Case class default values in constructor

[Tino]

Hi

I came across some odd behavior when using case classes with all default values in the constructor.
Basically I'm wondering if the outcome below is expected or am I doing it wrong?

Here is what I do:

### case class Test(name:String="Testing")
### val is : PartialFunction[Any,Unit] = { case Test(name) => println(name) }
### is(Test)
scala.MatchError: Test (of class Test$)
    at $anonfun$1.apply(<console>:9)
    at $anonfun$1.apply(<console>:9)
    at .<init>(<console>:11)
    at .<clinit>(<console>)
    at .<init>(<console>:11)
    at .<clinit>(<console>)
    at $print(<console>)
    at sun.reflect.NativeMethodAccessorImpl.invoke0(Native Method)
    at sun.reflect.NativeMethodAccessorImpl.invoke(Unknown Source)
    at sun.reflect.DelegatingMethodAccessorImpl.invoke(Unknown Source)
    at java.lang.reflect.Method.invoke(Unknown Source)
    at scala.tools.nsc.interpreter.IMain$ReadEvalPrint.call(IMain.scala:704)
    at scala.tools.nsc.interpreter.IMain$Request$$anonfun$14.apply(IMain.scala:920)
    at scala.tools.nsc.interpreter.Line$$anonfun$1.apply$mcV$sp(Line.scala:43)
    at scala.tools.nsc.io.package$$anon$2.run(package.scala:25)
    at java.lang.Thread.run(Unknown Source)

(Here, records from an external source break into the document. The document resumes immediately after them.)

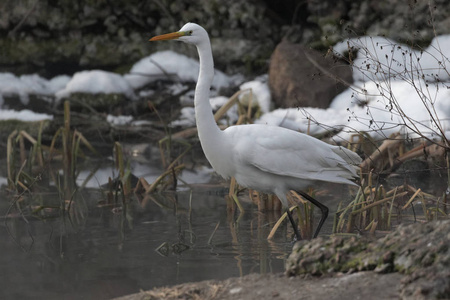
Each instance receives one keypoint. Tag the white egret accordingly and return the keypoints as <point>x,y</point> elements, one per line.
<point>265,158</point>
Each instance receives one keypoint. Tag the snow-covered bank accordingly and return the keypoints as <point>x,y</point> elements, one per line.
<point>396,88</point>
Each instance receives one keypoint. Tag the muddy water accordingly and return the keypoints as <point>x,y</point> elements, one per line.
<point>100,250</point>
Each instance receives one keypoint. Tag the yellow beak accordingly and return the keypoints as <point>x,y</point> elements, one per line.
<point>167,36</point>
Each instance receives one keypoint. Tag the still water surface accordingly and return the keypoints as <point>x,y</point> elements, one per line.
<point>101,251</point>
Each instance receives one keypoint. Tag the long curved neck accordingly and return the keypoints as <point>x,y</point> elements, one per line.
<point>208,131</point>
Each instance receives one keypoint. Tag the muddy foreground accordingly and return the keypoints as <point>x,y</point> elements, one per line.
<point>409,263</point>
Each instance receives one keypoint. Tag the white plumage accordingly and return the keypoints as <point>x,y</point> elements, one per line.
<point>265,158</point>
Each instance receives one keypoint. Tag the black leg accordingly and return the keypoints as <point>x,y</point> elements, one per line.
<point>294,226</point>
<point>322,207</point>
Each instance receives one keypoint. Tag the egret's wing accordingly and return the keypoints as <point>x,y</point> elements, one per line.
<point>287,153</point>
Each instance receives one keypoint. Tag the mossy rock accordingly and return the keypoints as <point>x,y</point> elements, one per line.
<point>420,251</point>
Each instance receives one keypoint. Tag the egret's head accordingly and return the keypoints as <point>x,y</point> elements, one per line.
<point>190,33</point>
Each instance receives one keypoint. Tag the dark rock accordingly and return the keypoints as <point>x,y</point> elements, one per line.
<point>295,80</point>
<point>421,251</point>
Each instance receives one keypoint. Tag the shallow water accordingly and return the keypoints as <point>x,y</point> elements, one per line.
<point>101,251</point>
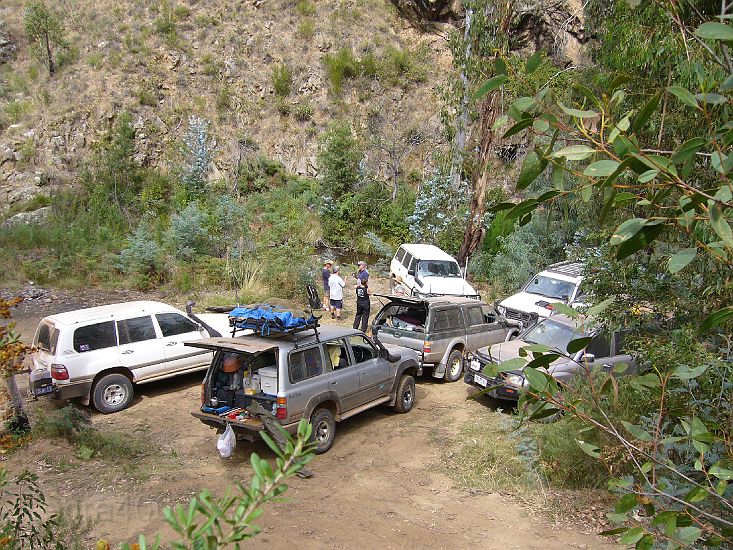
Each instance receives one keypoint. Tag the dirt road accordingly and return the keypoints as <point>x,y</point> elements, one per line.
<point>383,484</point>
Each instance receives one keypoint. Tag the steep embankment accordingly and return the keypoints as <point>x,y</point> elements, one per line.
<point>163,61</point>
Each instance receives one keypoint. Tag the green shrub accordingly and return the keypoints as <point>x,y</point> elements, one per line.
<point>282,80</point>
<point>304,111</point>
<point>306,29</point>
<point>306,8</point>
<point>340,66</point>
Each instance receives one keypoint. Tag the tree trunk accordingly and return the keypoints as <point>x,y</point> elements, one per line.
<point>51,67</point>
<point>462,121</point>
<point>487,161</point>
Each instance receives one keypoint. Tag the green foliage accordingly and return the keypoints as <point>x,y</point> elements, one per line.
<point>282,80</point>
<point>45,30</point>
<point>339,155</point>
<point>209,523</point>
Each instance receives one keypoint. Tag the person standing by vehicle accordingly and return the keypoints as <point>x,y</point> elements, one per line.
<point>362,304</point>
<point>336,293</point>
<point>325,275</point>
<point>362,274</point>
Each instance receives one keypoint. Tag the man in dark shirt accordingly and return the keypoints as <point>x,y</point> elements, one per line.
<point>362,305</point>
<point>325,275</point>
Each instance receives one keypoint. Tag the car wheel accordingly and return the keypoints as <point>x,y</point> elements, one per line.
<point>112,393</point>
<point>324,430</point>
<point>405,397</point>
<point>454,366</point>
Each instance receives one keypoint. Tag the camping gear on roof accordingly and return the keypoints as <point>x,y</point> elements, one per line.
<point>271,318</point>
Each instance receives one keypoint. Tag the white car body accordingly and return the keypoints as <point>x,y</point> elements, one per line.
<point>426,270</point>
<point>558,283</point>
<point>142,340</point>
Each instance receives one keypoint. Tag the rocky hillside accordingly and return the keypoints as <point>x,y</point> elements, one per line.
<point>164,61</point>
<point>269,74</point>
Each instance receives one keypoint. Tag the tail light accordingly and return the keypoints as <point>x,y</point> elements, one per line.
<point>281,408</point>
<point>59,372</point>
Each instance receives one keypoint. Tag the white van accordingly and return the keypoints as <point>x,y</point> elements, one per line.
<point>561,282</point>
<point>98,353</point>
<point>425,270</point>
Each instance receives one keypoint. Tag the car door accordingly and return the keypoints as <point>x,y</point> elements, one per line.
<point>482,328</point>
<point>176,330</point>
<point>343,378</point>
<point>373,369</point>
<point>140,349</point>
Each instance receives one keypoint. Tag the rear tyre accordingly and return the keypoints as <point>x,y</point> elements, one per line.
<point>405,398</point>
<point>324,430</point>
<point>454,366</point>
<point>112,393</point>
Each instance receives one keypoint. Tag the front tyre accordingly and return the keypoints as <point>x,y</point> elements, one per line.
<point>405,398</point>
<point>112,393</point>
<point>454,366</point>
<point>324,430</point>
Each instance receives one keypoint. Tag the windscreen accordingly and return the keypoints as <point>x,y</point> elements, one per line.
<point>552,288</point>
<point>438,268</point>
<point>551,334</point>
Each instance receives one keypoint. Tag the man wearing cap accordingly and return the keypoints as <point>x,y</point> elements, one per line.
<point>325,275</point>
<point>362,274</point>
<point>336,293</point>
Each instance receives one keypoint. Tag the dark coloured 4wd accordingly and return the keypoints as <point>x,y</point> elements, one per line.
<point>324,377</point>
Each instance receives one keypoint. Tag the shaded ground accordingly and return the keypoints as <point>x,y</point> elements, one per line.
<point>383,484</point>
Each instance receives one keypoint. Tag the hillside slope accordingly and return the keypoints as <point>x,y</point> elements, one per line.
<point>162,62</point>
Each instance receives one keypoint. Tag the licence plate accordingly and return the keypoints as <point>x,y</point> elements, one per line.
<point>43,390</point>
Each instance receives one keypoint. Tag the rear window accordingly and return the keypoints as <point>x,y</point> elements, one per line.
<point>475,316</point>
<point>47,338</point>
<point>447,319</point>
<point>175,323</point>
<point>305,364</point>
<point>137,329</point>
<point>94,337</point>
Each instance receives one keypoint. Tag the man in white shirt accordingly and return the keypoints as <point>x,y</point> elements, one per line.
<point>336,293</point>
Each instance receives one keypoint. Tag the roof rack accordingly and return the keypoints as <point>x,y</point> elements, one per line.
<point>572,269</point>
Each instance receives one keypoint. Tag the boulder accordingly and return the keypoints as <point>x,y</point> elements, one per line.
<point>37,217</point>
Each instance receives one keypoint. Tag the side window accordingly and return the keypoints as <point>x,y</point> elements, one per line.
<point>137,329</point>
<point>406,260</point>
<point>337,355</point>
<point>600,346</point>
<point>93,337</point>
<point>455,319</point>
<point>175,323</point>
<point>475,316</point>
<point>440,320</point>
<point>305,364</point>
<point>362,348</point>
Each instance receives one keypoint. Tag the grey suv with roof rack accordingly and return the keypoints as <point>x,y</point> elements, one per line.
<point>326,377</point>
<point>441,329</point>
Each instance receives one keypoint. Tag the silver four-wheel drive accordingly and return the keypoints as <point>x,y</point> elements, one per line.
<point>441,329</point>
<point>325,377</point>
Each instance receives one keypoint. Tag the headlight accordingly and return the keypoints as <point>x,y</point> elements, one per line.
<point>515,380</point>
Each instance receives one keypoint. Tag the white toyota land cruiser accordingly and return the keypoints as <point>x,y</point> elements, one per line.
<point>98,353</point>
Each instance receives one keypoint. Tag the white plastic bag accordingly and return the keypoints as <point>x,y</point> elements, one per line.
<point>227,442</point>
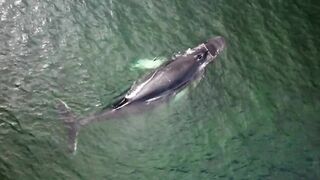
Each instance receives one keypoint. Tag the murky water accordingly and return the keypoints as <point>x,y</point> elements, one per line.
<point>255,115</point>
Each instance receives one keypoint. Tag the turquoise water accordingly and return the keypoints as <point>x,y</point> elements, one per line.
<point>255,115</point>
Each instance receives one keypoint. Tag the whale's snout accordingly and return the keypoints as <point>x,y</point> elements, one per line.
<point>215,45</point>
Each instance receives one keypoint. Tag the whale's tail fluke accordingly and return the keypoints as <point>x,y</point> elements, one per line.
<point>71,123</point>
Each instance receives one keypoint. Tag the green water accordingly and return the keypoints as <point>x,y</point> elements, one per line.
<point>255,115</point>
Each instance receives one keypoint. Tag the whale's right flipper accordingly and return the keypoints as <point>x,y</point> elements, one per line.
<point>149,63</point>
<point>71,123</point>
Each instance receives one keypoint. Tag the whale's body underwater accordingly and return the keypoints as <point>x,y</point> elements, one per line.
<point>157,87</point>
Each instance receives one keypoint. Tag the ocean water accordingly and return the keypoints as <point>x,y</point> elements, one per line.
<point>255,115</point>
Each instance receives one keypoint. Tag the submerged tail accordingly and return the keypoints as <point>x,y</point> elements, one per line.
<point>71,123</point>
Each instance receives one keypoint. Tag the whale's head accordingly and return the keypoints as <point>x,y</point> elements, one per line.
<point>208,51</point>
<point>215,45</point>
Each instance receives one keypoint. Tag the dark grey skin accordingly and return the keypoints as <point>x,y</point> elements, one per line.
<point>157,87</point>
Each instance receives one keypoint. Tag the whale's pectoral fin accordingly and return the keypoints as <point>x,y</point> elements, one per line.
<point>71,123</point>
<point>149,63</point>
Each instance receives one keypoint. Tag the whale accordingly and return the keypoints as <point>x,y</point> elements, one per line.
<point>155,88</point>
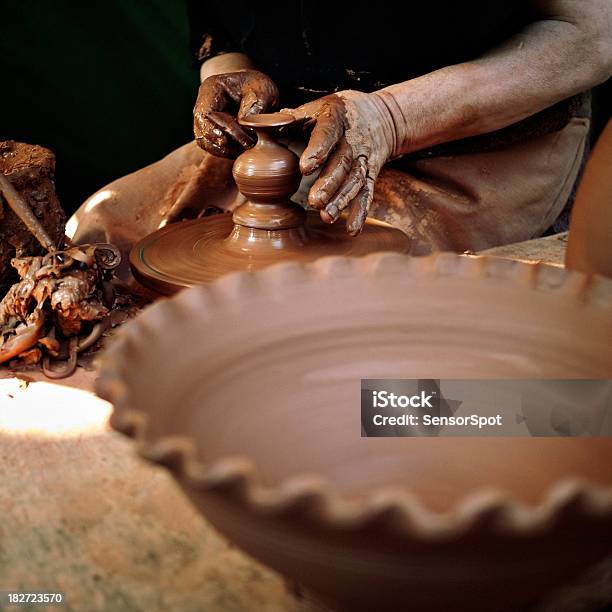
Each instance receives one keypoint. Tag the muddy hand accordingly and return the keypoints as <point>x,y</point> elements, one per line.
<point>215,126</point>
<point>351,139</point>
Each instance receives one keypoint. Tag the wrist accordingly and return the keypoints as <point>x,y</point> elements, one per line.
<point>375,113</point>
<point>225,62</point>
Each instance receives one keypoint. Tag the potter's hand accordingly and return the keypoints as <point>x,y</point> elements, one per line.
<point>217,130</point>
<point>352,137</point>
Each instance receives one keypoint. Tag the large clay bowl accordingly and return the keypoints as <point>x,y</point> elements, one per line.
<point>248,390</point>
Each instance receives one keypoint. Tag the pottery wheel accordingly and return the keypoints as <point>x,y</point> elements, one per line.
<point>268,228</point>
<point>194,252</point>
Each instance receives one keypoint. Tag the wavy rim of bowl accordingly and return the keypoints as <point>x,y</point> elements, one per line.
<point>396,511</point>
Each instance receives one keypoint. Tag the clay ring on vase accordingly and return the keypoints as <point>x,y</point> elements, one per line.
<point>248,391</point>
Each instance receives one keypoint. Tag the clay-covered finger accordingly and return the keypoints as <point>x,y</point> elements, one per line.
<point>334,173</point>
<point>360,207</point>
<point>259,96</point>
<point>325,135</point>
<point>345,194</point>
<point>227,124</point>
<point>215,148</point>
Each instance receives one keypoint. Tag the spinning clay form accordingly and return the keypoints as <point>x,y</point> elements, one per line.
<point>267,229</point>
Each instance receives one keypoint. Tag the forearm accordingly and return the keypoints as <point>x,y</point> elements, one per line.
<point>551,60</point>
<point>226,62</point>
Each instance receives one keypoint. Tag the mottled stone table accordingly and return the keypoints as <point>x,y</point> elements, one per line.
<point>81,514</point>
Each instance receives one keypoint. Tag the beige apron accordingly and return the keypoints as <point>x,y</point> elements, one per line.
<point>471,201</point>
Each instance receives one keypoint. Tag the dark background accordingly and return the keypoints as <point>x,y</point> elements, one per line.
<point>108,86</point>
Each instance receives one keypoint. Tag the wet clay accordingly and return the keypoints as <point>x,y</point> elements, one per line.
<point>29,171</point>
<point>589,248</point>
<point>266,229</point>
<point>264,435</point>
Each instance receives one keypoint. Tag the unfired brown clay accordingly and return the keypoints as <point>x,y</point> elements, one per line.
<point>589,246</point>
<point>257,416</point>
<point>266,229</point>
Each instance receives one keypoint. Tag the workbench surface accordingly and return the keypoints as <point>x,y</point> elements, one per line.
<point>83,515</point>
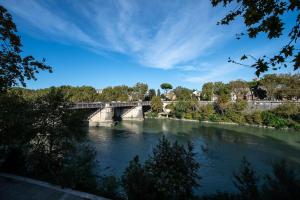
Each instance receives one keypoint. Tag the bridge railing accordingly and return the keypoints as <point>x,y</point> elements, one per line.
<point>89,105</point>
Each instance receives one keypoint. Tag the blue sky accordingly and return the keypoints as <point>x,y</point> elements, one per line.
<point>113,42</point>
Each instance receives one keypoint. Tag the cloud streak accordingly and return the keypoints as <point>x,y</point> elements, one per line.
<point>159,34</point>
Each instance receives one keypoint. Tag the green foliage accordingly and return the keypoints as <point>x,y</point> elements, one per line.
<point>246,181</point>
<point>151,94</point>
<point>170,173</point>
<point>156,104</point>
<point>283,184</point>
<point>266,16</point>
<point>152,114</point>
<point>136,181</point>
<point>180,108</point>
<point>139,91</point>
<point>289,111</point>
<point>234,111</point>
<point>207,91</point>
<point>117,93</point>
<point>166,87</point>
<point>239,88</point>
<point>14,68</point>
<point>206,112</point>
<point>271,119</point>
<point>183,94</point>
<point>254,118</point>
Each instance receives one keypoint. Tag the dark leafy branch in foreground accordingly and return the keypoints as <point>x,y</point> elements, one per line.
<point>14,68</point>
<point>266,16</point>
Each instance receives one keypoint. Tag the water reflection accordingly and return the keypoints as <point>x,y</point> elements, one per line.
<point>219,148</point>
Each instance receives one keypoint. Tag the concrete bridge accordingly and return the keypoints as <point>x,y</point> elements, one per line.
<point>107,112</point>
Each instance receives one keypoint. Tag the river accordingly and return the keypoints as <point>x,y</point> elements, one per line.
<point>219,148</point>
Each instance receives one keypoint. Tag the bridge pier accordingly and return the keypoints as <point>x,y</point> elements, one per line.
<point>102,116</point>
<point>136,113</point>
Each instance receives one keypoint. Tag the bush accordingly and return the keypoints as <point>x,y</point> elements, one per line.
<point>254,118</point>
<point>234,112</point>
<point>289,111</point>
<point>271,119</point>
<point>188,116</point>
<point>151,114</point>
<point>206,112</point>
<point>170,173</point>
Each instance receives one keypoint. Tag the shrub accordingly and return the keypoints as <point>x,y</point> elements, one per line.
<point>151,114</point>
<point>254,118</point>
<point>170,173</point>
<point>271,119</point>
<point>206,112</point>
<point>156,104</point>
<point>234,112</point>
<point>288,110</point>
<point>188,116</point>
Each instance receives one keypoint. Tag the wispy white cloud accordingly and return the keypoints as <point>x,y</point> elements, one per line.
<point>160,34</point>
<point>214,74</point>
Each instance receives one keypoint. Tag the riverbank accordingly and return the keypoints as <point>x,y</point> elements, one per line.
<point>222,123</point>
<point>18,187</point>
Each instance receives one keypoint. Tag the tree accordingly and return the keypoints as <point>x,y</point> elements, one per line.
<point>136,182</point>
<point>14,68</point>
<point>158,93</point>
<point>151,93</point>
<point>239,88</point>
<point>171,172</point>
<point>207,91</point>
<point>183,94</point>
<point>246,181</point>
<point>270,83</point>
<point>266,16</point>
<point>156,104</point>
<point>166,87</point>
<point>139,91</point>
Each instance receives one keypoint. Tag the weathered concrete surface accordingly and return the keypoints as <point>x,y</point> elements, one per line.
<point>19,188</point>
<point>101,116</point>
<point>135,113</point>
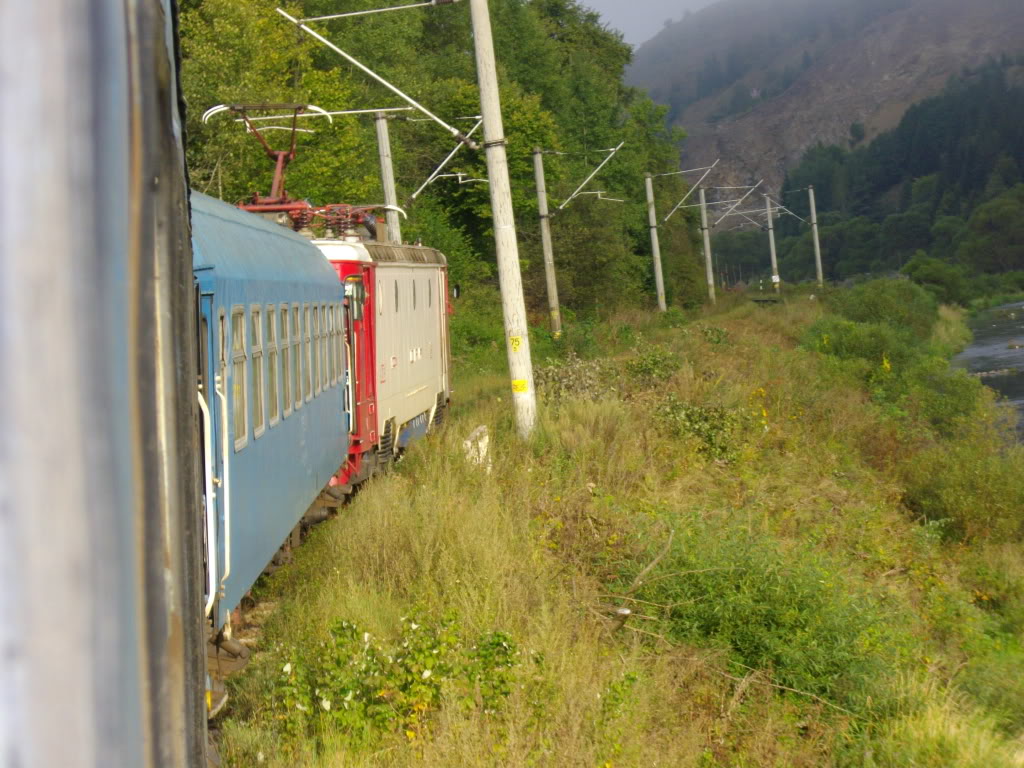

// using the following works as expected (no errors):
### is(new Test)
Testing

[Tino]

Ohhh, I think I just figured it out...

"Test" is the instance of the companion object and "new Test" is a new instance of the Test class. Hence I could simply do "Test()" and this would call "Test.apply()" and return me an instance of the Test class with the default values set.